Ms. Raman’s remark reflects an emerging reality about the DOJ’s view of when to seek corporate criminal responsibility for corporations whose employees engage in criminal conduct. That reality was reflected in a response that Paul Fishman, the United States Attorney for the District of New Jersey, provided on a panel at the 28th Annual National Institute on White Collar Crime in mid-March. When asked how his office evaluated the appropriate treatment for health care providers who have violated the law, he narrowed the evaluation down to two essential considerations—what did the corporation do to prevent the violation and what did the corporation do to respond to it? Mr. Fishman was not purporting to re-write Section 9-28.300 of the United States Attorney’s Manual (USAM) that sets forth nine elements that prosecutors are to consider in determining when to hold a corporation criminally responsible for the acts of its employees. He merely cut to the chase confirming what many prosecutors are thinking: in the event of a violation, companies with robust compliance programs deserve (and should expect to receive) credit for their prior preventative actions.
Despite the seeming contradiction of obtaining “credit” for a compliance plan that has, by definition, failed, DOJ policy and the federal sentencing guidelines specifically allow for such credit. See USAM §§ 9-28.300.A.5 and 9-28.800 and USSG § 8B2.1. In order to obtain credit for pre-violation compliance efforts, compliance plans must be in place, current, and followed. Indeed, the government seems to expect compliance programs to be not just current but prescient because DOJ prosecutors—and other agency regulators for that matter–often identify conduct as “bad” before the industry has, see e.g. the stock options backdating investigations and prosecutions in the late 2000s. In short, the best compliance officials are always on the lookout for “the next big thing.” Of course, having a plan in place is only the beginning. DOJ’s central theme in reviewing a compliance plan will always be sincerity, that is “whether corporate management is enforcing the program or is tacitly encouraging or pressuring employees to engage in misconduct to achieve business objectives.” USAM § 9-28.800.B.

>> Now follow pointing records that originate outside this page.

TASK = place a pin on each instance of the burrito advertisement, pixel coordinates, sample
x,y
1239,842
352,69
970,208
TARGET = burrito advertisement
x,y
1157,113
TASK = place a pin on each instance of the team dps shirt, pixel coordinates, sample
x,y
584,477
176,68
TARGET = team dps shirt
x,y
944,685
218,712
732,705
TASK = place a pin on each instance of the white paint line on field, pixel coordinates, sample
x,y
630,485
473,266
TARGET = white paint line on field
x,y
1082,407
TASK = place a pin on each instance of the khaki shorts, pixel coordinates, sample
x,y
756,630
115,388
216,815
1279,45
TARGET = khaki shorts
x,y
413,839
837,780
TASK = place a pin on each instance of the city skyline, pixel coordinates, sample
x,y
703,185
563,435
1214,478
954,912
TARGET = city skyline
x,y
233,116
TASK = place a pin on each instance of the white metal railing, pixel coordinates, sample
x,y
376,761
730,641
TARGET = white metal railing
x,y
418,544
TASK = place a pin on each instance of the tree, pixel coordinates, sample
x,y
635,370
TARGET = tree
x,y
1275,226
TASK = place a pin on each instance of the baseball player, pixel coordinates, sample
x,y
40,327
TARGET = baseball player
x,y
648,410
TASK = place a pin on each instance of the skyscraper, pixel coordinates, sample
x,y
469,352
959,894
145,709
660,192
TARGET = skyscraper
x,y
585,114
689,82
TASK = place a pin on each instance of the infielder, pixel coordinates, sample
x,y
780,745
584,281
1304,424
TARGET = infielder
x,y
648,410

Whether or not a corporation can tout its pre-violation compliance effort, it will have a chance with DOJ or regulators to demonstrate its commitment to compliance through its post-violation response. Among the factors DOJ will consider is whether the corporation has sanctioned violators, enhanced compliance efforts, paid restitution, and cooperated with investigators. USAM § 9-28.300. Because DOJ expects full cooperation and has clear visibility of those efforts, the extent and tone of the cooperation will often color DOJ’s perception of the sincerity of the corporation’s post-violation response. However, all of the cited factors will be important, and the presence or absence of them will weigh in DOJ’s determination of whether to seek a sanction against the corporation in the form of prosecution or a deferred or non-prosecution agreement that may include monetary payments and possible future oversight by a corporate monitor.
Ultimately, the government’s most frequently cited metric of success for holding corporations accountable is the amount of dollars it brings in the door from the exercise of its prosecutorial or regulatory powers. In 2013, the DOJ reported over $3.8 billion in settlements and judgments from civil cases involving fraud against the government. And the beat goes on. Just since March 11, 2014, DOJ has announced settlements of $8.5 million, $27.6 million, $85 million, $1.2 million, and $1.2 billion. DOJ’s emphasis on the relevance of pre-violation compliance plans together with its pursuit of high dollar resolutions are intended to send a clear message that the government will hold companies to account for failing to enforce robust compliance programs. In short, compliance is here to stay, and those corporations that fail to maintain robust compliance plans will face greater likelihood of violations, stiffer monetary settlements, and uphill battles when seeking to avoid criminal liability for the conduct of their employees.